2002-Dez-10

Ort: Wiener Neustadt
Zeit: 22:00-23:30MEZ
Seeing: -
Grenzgröße: 3,6mag
Beobachtungsgerät: Dhara (Refraktor 120/1000) auf EQ-5, Alpha Mini im Fokus bei 1m Brennweite
Thema: Flammennebel

Nachdem ich den Kugelsternhaufen im Hasen beäugt habe (sehr flau heute - an der Wahrnehmungsgrenze), und natürlich einen Blick auf den großen Orionnebel geworfen habe, versuchte ich gegen 22:30 Uhr nochmal den Flammennebel zu fotografieren (am 1. Dezember sind die CCD-Bilder ziemlich verunglückt). Die näheren Umstände meines Beobachtungsortes, gepaart mit schlechtem Seeing, machten es auch heute leider wieder unmöglich den Flammennebel visuell zu meistern. Auch fototechnisch war es schwieriger verwertbare Aufnahmen zu erhalten als vor neun Tagen - dafür ist das Motiv am Bild :-).

Fotolink Flammennebel

Der helle Flammennebel, eine HII-Region steht östlich von Alnitak, einem blauen, 1.79mag hellen Überriesen. Der Nebel ist durch ein breites Staubband zweigeteilt. HII Regionen sind auf Farbaufnahmen üblicherweise rot, der Flammennebel ist jedoch seltsamerweise eher gelblich. Aus Untersuchungen der Emission mit Radioteleskopen ließ sich ableiten, dass NGC 2024 von einem Hauptreihenstern der Spektralklasse O9 zum Leuchten angeregt werden müßte. Das Problem dabei war, dass O9 Sterne erheblich mehr Helium ionisieren als beobachtet werden konnte. Man fand schließlich einen kleinen Fleck im Dunkelband, in dem etwas Strahlung von ionisiertem Helium nachgewiesen werden konnte. Mit zwei BO-Sternen erklärte man dann zunächst in der Theorie sowohl die intensität der Strahlung des Wasserstoffes wie auch des Heliums.
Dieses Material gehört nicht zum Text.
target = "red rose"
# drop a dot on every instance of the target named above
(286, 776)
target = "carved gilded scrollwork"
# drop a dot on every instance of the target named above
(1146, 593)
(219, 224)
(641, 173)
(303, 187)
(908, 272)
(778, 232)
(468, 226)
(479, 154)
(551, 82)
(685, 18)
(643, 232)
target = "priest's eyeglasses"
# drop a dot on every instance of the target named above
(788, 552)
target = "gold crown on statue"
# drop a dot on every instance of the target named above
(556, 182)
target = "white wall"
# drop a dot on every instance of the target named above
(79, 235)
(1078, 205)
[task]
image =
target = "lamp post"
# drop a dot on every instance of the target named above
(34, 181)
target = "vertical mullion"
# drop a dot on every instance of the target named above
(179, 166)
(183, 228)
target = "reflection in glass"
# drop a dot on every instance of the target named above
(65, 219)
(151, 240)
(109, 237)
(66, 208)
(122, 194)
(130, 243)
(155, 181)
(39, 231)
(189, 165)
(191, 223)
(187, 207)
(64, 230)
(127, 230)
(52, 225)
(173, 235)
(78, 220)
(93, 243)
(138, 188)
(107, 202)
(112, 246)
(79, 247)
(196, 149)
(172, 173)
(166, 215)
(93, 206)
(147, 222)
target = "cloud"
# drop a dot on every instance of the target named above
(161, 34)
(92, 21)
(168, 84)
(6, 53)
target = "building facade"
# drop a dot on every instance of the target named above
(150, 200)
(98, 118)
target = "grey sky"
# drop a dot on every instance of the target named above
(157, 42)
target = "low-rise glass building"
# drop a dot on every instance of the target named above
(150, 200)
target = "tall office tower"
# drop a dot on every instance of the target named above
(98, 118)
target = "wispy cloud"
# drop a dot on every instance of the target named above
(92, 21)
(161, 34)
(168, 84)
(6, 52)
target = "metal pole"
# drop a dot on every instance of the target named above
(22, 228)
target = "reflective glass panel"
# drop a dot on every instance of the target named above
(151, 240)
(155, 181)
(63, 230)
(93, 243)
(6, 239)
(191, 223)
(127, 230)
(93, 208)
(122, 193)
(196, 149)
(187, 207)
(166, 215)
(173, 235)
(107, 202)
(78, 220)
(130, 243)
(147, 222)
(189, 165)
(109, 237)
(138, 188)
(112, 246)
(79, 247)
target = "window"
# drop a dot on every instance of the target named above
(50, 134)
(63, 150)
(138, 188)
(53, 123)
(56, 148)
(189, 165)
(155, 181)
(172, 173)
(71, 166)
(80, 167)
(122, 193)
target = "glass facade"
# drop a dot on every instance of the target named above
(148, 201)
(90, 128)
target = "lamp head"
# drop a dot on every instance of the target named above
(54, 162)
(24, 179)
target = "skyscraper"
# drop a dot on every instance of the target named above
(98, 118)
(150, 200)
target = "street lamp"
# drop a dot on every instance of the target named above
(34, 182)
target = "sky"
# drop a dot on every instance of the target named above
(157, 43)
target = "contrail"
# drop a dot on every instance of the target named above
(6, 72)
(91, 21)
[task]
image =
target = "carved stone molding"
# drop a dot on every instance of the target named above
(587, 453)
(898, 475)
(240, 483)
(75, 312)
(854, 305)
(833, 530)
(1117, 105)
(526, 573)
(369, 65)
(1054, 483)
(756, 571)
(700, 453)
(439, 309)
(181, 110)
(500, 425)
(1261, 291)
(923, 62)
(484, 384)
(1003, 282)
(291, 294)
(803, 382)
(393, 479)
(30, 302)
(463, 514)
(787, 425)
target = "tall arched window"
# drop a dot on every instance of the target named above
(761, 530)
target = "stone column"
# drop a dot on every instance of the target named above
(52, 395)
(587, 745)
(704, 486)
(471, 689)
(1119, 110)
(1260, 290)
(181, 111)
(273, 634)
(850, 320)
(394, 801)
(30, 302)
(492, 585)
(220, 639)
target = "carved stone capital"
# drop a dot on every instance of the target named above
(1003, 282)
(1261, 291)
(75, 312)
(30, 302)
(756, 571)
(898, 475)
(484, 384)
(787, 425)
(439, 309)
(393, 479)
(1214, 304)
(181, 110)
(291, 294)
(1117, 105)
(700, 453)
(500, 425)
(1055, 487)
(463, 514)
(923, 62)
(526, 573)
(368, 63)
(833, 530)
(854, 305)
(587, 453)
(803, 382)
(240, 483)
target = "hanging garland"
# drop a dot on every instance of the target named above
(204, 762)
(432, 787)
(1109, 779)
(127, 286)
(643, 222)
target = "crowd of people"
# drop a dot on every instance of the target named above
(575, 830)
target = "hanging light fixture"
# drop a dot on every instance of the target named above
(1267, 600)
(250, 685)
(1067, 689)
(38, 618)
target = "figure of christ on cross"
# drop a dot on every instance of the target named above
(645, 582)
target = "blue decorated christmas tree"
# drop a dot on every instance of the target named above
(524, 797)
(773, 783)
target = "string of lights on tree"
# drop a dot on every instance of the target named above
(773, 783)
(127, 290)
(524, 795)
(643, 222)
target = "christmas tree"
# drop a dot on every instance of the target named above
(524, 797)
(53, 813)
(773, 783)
Zwei solche Sterne wurden auch tatsächlich gefunden, einer davon in der Mitte des Staubstreifens. Dieser Stern ist eine punktförmige Infrarotquelle und kann daher im sichtbaren Licht nicht fotografiert werden. Er verbirgt sich vollständig hinter der Dunkelwolke. Der zweite Stern ist aber visuell sichtbar. Es ist ein stark geröteter B-Stern am Rand des Staubstreifens
(der rechte untere Stern von den drei im Nebel stehenden Sternen auf dem Foto).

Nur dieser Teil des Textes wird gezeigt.